What is called the baseline synchronization solution is to output the data files containing all subscribers' subscription information, i.e., the service data baseline of subscriber, by the master HLRs periodically, then convert the format of these files automatically by the redundant center into the format recognizable by the redundant center HLR, and load the files into the redundant center HLR. Thereby, it will realize the synchronization of subscribers' data between the master HLRs and the redundant center HLR. As the baseline synchronization solution requires the master HLRs to output the service data baseline of all subscribers periodically, performance of the host machine of the redundant center HLR is affected greatly, and it takes quite a long time to perform conversion and synchronization for the subscribers' data, it is seldom used in practical engineering.

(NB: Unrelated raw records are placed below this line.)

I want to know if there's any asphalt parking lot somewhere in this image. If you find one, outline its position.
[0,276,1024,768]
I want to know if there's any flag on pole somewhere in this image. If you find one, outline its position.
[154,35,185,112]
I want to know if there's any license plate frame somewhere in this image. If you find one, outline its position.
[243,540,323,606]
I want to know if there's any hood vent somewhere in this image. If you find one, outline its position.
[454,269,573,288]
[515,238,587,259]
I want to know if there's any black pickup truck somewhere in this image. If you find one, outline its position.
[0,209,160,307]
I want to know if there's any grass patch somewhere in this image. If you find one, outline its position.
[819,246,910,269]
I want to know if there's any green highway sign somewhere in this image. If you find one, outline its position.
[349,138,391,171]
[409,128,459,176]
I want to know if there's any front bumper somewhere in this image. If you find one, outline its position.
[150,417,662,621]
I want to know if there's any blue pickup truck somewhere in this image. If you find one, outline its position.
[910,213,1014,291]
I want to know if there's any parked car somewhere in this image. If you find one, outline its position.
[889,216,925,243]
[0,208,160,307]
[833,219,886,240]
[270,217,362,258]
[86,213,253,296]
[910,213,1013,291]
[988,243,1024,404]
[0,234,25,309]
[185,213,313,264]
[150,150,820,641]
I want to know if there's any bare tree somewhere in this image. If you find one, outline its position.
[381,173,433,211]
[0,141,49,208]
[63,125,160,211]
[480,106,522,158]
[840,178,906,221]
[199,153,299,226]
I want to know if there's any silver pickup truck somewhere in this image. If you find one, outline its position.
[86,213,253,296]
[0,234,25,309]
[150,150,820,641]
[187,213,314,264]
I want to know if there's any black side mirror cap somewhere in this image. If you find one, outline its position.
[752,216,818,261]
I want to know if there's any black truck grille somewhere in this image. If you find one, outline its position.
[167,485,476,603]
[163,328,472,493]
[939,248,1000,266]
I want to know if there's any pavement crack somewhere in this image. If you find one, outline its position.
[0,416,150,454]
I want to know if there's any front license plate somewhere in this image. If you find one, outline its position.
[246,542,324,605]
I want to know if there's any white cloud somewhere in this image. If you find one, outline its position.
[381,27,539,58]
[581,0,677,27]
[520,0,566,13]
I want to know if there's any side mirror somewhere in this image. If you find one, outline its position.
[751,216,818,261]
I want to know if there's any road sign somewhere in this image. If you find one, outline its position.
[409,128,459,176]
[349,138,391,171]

The BOSS increased command synchronization solution is to convert the successfully executed business operation commands which were formerly sent to the master HLRs for modifying the subscribers' subscription data according to the interface format of the redundant center HLR, and load the commands into the host machine in real time via the business operation interface of the host machine of the redundant center HLR. Thus, as long as the master HLRs and the redundant center HLR implement baseline synchronization for one time in initial state, the conformity of the subscribers' data between the master HLRs and the redundant center HLR will be guaranteed by means of this way to achieve the synchronization of the subsequent increased command or data.
Since the BOSS solution does not have any special requirements on the performance and function of the host machine of the redundant center HLR, and only needs to add converting function for operation commands of different manufacturers' formats in the BOSS, this solution is simple and is low cost because of low engineering work required. Therefore, the solution is widely used in the network and has gradually turned into a mainstream of N+1 redundancy solution.
However, only operation commands processed by the business hall can be synchronized automatically by the BOSS solution, a large number of other operation commands processed out of the business hall, such as the operation commands for setting a batch of subscriber services in a Local Maintenance Terminal (LMT) of HLR, and setting parameters of HLR in the system level, can merely be synchronized manually by the administrator in terms of the procedure. Therefore, the maintenance workload of this solution is heavy.